On the “who pays” side, the CMS report clearly outlined how this new spending will benefit middle-class and low-income families. Individuals’ out-of-pocket spending by 2021 will account for only 9 percent of all health-care expenditures, down from 11 percent in 2011. Taxpayers, on the other hand, will face higher burdens. Medicaid, which will pay for half the coverage expansion, is slated to rise to 20 percent of all expenditures, up from 16 percent in 2011. All of the increase will be sent to the states by the federal government under the reform law.

Private health insurance, meanwhile, will fall a percentage point to 31 percent of all health-care expenses in 2021. The Congressional Budget Office has projected that some employers will find it more advantageous to send their individual low-wage workers to the new state-based exchanges to buy subsidized coverage rather than purchase the higher-quality group plans required by the law.

There are a number of caveats to the report, of course. Like all CMS projections, it is based on current law and assumes that cuts to physician pay will go into effect.
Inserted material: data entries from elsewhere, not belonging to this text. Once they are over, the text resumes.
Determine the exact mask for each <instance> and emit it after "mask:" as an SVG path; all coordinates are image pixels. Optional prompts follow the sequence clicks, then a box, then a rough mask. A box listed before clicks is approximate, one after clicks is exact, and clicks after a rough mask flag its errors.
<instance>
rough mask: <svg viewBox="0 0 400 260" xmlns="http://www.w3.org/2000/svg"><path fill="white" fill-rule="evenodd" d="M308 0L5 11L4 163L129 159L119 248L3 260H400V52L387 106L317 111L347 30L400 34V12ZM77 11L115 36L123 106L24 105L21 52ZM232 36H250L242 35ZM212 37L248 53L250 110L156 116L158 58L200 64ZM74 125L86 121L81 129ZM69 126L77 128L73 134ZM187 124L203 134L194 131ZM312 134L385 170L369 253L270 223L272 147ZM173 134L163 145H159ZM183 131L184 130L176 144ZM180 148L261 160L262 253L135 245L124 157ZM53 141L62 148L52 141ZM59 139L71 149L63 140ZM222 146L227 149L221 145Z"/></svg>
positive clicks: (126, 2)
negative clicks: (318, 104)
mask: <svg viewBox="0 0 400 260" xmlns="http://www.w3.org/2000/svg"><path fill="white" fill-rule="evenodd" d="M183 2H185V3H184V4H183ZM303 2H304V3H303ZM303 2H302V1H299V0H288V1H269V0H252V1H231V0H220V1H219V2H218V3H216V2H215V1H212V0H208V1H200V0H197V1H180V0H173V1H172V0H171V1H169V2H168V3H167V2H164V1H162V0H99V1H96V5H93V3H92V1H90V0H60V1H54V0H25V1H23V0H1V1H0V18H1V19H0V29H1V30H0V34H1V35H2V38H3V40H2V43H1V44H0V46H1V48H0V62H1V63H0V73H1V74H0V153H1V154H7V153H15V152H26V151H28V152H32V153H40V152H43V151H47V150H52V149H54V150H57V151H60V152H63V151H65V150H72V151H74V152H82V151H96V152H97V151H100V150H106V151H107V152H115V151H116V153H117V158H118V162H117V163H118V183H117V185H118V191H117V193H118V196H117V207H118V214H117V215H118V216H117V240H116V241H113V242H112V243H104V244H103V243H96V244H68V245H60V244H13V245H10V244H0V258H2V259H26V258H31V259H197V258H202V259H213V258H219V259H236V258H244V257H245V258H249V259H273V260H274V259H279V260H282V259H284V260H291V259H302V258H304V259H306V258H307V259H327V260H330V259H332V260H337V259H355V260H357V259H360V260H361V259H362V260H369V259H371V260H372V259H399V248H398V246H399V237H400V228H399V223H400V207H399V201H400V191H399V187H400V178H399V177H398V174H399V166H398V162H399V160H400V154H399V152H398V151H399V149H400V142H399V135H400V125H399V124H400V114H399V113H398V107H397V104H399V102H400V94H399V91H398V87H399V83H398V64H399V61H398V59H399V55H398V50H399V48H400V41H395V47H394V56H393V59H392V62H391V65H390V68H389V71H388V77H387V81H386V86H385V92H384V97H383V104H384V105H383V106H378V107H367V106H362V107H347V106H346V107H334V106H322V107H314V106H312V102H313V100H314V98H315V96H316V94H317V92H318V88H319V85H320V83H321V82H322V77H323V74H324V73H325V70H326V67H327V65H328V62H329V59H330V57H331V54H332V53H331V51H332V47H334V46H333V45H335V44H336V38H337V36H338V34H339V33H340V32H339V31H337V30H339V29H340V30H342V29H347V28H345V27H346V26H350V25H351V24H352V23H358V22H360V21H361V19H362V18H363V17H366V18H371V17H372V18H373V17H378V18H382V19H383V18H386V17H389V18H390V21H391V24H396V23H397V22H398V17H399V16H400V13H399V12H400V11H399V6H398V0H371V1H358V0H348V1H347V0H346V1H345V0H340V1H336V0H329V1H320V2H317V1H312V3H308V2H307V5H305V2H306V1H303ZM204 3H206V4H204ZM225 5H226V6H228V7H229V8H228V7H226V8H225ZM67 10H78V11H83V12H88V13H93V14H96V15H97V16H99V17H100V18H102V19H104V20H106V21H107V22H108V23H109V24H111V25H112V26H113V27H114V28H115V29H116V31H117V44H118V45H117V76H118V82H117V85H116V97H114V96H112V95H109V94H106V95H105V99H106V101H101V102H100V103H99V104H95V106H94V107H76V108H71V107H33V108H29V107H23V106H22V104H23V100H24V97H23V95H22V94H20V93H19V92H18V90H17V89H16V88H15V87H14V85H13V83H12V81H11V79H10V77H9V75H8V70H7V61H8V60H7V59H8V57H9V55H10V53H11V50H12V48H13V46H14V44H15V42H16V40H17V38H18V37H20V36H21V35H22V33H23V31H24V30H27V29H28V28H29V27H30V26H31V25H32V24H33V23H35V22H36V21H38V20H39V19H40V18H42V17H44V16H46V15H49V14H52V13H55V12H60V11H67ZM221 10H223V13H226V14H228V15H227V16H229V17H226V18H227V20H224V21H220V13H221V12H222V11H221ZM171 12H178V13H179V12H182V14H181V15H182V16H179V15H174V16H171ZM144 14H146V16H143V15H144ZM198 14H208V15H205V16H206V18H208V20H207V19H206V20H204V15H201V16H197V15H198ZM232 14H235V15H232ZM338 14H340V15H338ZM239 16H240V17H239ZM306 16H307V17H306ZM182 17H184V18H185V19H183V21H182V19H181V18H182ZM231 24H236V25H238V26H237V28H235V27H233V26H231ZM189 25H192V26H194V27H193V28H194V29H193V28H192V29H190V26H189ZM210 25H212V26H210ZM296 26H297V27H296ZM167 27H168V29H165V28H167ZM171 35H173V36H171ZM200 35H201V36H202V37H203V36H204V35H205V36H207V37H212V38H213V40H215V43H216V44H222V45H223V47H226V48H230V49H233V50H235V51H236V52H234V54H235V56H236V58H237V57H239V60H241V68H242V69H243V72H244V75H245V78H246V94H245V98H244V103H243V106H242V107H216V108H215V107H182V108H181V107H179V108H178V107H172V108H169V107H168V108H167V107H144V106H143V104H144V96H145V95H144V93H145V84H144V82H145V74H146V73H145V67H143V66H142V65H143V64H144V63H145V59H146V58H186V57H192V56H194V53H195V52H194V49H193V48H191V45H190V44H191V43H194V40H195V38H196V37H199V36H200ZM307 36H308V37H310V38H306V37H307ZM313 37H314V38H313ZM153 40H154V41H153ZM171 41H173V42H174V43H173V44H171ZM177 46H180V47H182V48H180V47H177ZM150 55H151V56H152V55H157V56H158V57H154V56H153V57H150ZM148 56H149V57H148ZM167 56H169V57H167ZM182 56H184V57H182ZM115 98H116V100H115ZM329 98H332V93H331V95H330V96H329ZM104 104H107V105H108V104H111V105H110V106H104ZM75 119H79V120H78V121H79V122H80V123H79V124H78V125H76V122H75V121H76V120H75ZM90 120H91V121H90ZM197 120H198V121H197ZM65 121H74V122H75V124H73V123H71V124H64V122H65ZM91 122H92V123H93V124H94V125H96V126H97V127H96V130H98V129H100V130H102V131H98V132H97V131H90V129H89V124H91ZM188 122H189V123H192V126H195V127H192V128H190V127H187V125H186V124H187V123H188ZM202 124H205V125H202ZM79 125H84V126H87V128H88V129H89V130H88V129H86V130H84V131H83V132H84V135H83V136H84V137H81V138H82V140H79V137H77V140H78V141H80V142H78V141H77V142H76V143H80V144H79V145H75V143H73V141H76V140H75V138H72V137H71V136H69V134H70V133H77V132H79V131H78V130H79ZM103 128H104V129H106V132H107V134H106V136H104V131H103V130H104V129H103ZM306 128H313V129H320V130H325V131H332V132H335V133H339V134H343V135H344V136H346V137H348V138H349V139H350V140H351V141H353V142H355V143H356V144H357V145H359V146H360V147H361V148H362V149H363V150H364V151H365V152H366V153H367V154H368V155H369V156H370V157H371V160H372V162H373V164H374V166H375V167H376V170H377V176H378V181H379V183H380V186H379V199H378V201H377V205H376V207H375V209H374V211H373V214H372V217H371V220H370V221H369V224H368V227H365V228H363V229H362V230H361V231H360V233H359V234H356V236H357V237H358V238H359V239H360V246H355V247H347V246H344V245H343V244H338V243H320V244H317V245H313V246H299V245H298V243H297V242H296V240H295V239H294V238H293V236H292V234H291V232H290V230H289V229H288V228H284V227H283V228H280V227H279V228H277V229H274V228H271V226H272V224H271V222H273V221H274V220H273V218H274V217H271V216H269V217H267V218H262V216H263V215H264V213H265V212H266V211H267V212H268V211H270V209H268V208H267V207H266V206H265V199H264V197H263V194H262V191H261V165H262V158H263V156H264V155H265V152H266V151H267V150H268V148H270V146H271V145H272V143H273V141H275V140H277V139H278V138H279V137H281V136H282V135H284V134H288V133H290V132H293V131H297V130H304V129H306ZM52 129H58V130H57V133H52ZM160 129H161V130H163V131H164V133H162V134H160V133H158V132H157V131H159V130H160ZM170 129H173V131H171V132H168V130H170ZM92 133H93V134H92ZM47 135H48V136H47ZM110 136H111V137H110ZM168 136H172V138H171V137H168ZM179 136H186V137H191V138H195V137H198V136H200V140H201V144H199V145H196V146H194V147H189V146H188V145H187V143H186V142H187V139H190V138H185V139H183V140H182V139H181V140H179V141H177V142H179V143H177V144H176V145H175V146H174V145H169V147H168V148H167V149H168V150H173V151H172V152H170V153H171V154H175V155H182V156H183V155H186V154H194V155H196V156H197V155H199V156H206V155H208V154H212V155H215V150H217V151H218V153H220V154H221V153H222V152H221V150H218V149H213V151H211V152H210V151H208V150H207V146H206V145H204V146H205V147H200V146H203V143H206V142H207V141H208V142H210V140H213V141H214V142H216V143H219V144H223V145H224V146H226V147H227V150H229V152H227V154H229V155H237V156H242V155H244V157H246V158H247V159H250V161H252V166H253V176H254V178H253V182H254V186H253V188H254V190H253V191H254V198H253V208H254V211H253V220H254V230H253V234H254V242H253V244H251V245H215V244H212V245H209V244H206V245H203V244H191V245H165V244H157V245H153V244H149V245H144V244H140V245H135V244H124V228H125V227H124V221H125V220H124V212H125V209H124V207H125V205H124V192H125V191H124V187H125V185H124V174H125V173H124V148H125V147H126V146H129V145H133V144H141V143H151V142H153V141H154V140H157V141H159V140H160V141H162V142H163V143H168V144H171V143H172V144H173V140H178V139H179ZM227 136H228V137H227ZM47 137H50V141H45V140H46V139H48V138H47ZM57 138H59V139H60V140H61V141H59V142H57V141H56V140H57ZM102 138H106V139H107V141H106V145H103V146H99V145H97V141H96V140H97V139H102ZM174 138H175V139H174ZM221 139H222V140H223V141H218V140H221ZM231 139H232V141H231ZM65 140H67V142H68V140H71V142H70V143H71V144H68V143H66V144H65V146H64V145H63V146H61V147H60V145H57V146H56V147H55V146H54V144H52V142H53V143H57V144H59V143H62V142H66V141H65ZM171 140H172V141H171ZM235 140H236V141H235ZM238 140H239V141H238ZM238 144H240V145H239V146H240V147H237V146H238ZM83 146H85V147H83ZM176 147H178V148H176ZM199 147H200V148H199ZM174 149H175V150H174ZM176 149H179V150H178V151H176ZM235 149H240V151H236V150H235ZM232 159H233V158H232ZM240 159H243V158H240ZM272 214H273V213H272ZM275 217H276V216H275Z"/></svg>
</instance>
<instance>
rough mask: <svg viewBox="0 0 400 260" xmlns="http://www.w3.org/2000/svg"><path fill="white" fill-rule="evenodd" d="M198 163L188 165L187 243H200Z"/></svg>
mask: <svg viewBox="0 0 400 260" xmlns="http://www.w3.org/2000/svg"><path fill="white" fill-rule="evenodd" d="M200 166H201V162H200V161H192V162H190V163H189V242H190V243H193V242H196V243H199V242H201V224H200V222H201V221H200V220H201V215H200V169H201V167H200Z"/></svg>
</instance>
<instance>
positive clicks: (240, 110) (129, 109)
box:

If Congress, as it always has, overrides the 30.9 percent pay cut scheduled for next January, Medicare spending will rise 5.0 percent instead of 1.3 percent next year, and national health-care expenditures will rise 4.6 percent instead of 3.8 percent.

The projection also assumes implementation of the 2 percent cut to all providers contained in the Budget Control Act through sequestration, which Congress will reconsider later this year or early next year. CMS did not estimate what impact eliminating those projected cuts will have on Medicare or national health-care expenditures.